The writer is president of PILDAT, a Pakistani public policy think tank.
The writer is president of PILDAT, a Pakistani public policy think tank.

THERE are ample signs that money in politics, or ‘political finance’, will assume much greater importance in the next general election and even during the run-up to the election. Disclosures concerning the finances of political leaders and their extended families, courtesy of the Panama Papers, are already generating multiple controversies and chances are that these controversies will intensify as we approach the general election in 2018.

The central question revolves around twin themes of the role of politics in generating personal wealth and the use of wealth in politics. The prime minister is being put on the spot for perceived or real errors or omissions in his declarations of assets and liabilities, which are required to be submitted to the Election Commission of Pakistan (ECP) with the nomination papers at the time of election and every year thereafter. The Supreme Court has already accepted a petition seeking the disqualification of the prime minister on account of alleged irregularities in this context.

The ECP is also hearing a petition against PTI for alleged irregularities in raising party funds from outside Pakistan. Both Prime Minister Nawaz Sharif and his arch rival, Imran Khan, also face petitions in the ECP seeking their disqualification for alleged financial irregularities.

A number of national and provincial legislators have been de-seated during the past three years on account of misrepresentations in their statements of assets and liabilities. As recently as last week, a sitting member of Punjab’s provincial assembly was de-seated after the Supreme Court rejected her appeal against the election tribunal’s verdict.


As democracy has flourished, challenges related to political finance have also grown.


Although there was some initial scepticism about the utility of such declarations, it is becoming clear that statements of assets and liabilities submitted by each candidate at the time of election are proving increasingly useful in holding elected representatives accountable. Questions surrounding the raising of funds and how these funds are then spent in elections, both by individual candidates and political parties, will therefore be a subject of great public interest and an effective instrument of accountability as we approach the next election.
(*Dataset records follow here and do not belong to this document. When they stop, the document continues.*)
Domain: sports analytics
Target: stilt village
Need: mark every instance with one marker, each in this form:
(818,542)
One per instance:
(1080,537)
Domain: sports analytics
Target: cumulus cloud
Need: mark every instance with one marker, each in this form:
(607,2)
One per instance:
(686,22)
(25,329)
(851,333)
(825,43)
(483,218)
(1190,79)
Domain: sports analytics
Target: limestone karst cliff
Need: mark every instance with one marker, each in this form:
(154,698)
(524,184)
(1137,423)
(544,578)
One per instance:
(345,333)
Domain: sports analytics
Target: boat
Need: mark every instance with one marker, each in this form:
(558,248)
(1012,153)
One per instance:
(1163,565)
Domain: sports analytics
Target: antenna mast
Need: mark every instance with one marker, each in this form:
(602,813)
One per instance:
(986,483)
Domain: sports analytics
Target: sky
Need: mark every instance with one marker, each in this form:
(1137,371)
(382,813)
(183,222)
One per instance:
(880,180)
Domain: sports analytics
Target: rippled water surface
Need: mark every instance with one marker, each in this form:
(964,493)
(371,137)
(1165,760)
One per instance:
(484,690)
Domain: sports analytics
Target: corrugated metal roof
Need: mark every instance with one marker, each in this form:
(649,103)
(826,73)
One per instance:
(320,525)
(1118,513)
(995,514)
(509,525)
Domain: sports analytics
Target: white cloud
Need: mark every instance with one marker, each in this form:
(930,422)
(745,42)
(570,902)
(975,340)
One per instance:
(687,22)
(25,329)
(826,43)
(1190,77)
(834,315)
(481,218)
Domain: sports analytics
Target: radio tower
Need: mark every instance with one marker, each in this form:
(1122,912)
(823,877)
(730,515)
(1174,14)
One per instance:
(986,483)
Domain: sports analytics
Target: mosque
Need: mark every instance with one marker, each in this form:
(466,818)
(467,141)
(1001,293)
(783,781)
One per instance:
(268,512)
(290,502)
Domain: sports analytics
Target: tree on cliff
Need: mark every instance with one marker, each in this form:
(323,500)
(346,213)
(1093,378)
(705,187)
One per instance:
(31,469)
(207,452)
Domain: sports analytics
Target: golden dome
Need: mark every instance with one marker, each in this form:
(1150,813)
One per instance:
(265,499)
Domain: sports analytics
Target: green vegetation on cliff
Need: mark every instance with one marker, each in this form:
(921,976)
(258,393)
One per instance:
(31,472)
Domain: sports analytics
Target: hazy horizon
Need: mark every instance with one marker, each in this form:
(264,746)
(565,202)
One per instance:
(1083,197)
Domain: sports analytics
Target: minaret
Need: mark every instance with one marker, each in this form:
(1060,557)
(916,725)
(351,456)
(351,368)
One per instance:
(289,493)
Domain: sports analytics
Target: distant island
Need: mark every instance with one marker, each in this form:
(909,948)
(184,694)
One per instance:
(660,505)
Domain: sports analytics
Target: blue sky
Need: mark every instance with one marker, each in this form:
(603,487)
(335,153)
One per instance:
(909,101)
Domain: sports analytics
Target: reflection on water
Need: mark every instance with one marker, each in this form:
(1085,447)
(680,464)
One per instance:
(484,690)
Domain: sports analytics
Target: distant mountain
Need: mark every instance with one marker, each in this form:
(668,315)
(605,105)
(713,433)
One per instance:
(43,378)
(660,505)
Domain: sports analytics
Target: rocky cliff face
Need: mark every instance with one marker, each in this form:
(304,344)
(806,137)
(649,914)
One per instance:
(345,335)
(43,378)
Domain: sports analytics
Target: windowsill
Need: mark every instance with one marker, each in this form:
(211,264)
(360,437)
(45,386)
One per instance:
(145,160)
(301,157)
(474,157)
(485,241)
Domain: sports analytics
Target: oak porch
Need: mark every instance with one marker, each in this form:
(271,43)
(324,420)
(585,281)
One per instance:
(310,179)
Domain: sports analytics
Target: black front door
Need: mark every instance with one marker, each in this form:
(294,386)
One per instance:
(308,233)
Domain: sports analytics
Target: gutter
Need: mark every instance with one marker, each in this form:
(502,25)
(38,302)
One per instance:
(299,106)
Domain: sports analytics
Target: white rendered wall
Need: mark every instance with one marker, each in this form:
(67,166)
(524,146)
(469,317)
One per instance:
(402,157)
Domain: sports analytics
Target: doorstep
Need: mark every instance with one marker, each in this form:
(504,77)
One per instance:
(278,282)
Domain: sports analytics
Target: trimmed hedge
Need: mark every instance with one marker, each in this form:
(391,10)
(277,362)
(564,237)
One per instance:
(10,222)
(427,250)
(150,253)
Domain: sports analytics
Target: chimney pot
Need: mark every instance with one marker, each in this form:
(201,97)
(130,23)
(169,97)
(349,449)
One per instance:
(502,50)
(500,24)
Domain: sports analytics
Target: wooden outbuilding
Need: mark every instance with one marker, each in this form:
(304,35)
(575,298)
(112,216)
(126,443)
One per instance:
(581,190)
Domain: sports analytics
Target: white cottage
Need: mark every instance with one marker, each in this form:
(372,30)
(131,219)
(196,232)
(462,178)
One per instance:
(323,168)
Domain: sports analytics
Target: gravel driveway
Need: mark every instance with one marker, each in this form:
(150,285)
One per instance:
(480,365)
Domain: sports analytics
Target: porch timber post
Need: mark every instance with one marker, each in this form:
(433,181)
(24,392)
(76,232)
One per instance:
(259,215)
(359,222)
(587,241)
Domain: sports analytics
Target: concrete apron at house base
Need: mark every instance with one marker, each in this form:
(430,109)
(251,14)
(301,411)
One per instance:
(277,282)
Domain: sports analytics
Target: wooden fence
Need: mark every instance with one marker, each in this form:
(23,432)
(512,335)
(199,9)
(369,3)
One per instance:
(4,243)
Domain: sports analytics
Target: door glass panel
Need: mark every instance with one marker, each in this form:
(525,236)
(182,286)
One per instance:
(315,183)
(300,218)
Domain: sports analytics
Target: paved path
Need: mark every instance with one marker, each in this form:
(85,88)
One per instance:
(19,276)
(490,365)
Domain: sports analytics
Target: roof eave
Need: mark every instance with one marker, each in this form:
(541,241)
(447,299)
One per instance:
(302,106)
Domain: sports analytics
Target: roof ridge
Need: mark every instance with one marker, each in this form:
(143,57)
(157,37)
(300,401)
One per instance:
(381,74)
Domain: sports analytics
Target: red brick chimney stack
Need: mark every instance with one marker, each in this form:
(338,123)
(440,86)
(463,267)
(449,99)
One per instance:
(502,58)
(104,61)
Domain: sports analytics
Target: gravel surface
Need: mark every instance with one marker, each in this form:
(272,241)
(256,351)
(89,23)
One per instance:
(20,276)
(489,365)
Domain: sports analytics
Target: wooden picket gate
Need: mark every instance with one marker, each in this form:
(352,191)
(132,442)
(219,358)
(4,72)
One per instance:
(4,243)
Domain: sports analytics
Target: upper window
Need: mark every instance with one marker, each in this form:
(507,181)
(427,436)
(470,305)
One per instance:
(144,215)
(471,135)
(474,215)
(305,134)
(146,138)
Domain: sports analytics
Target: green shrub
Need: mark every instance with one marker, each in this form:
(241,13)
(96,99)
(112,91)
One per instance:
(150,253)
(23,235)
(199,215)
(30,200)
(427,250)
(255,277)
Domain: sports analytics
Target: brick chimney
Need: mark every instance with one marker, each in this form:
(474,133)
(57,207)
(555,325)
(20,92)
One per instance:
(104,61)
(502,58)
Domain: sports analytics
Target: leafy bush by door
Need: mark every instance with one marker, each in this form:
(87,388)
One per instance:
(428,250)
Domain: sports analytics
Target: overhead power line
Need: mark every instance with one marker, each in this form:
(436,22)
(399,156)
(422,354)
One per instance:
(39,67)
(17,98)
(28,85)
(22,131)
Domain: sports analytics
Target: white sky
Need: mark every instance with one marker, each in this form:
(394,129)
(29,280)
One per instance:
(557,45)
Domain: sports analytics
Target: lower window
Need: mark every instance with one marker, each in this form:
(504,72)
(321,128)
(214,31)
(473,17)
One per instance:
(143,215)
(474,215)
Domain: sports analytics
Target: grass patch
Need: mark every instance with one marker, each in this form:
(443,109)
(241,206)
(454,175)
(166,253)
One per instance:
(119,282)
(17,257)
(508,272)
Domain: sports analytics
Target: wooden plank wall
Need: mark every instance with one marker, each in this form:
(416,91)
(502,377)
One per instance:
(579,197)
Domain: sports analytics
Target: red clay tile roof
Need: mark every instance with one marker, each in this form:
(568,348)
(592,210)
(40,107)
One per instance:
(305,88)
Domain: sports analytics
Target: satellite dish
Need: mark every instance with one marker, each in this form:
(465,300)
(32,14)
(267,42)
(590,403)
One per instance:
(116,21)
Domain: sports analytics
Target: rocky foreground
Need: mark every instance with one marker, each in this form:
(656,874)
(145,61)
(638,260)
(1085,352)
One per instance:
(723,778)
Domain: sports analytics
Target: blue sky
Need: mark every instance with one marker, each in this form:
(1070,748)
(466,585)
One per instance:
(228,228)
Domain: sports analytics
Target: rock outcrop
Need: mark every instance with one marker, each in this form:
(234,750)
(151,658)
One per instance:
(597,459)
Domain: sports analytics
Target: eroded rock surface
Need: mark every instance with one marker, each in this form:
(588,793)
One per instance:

The subject of political finance covers such wide-ranging subjects as fundraising by election candidates and political parties; the amounts spent on each election; sources of political parties’ funding; taxes, utility bills and other dues paid or not paid by a candidate; declarations of assets and liabilities by each candidate and elected representative; and many other associated aspects of money in politics.

Pakistan is not alone in being concerned about the influence of money in politics. Both fully functioning and developing democracies are facing the challenge of setting the norms of political finance and ensuring compliance.

Many countries are concerned about money becoming a potential tool for some to unjustly influence the political process by buying votes and shaping policies to suit their interests. Criminals — especially drug barons, human traffickers and smugglers — are known to use their ill-gotten wealth to influence major decisions in various parts of the world with disastrous consequences. Big business can also buy influence. With ineffective guiding principles for political finance, foreign interests can also make inroads into the corridors of power and politics and subordinate national interests to their own.

As democracy has flourished and competitive politics have become standard, the need for money to run the political engine has increased. With this, challenges related to political finance have also grown. More specific and effective laws, regulations, greater transparency, competent and well-staffed regulating institutions, and increased civil society and media vigilance have been some of the responses to these challenges around the world.

The need for such responses has also been recognised through the United Nations Convention against Corruption, which states that countries should “consider taking appropriate legislative and administrative measures […] to enhance transparency in the funding of candidatures for elected public office and, where applicable, the funding of political parties”.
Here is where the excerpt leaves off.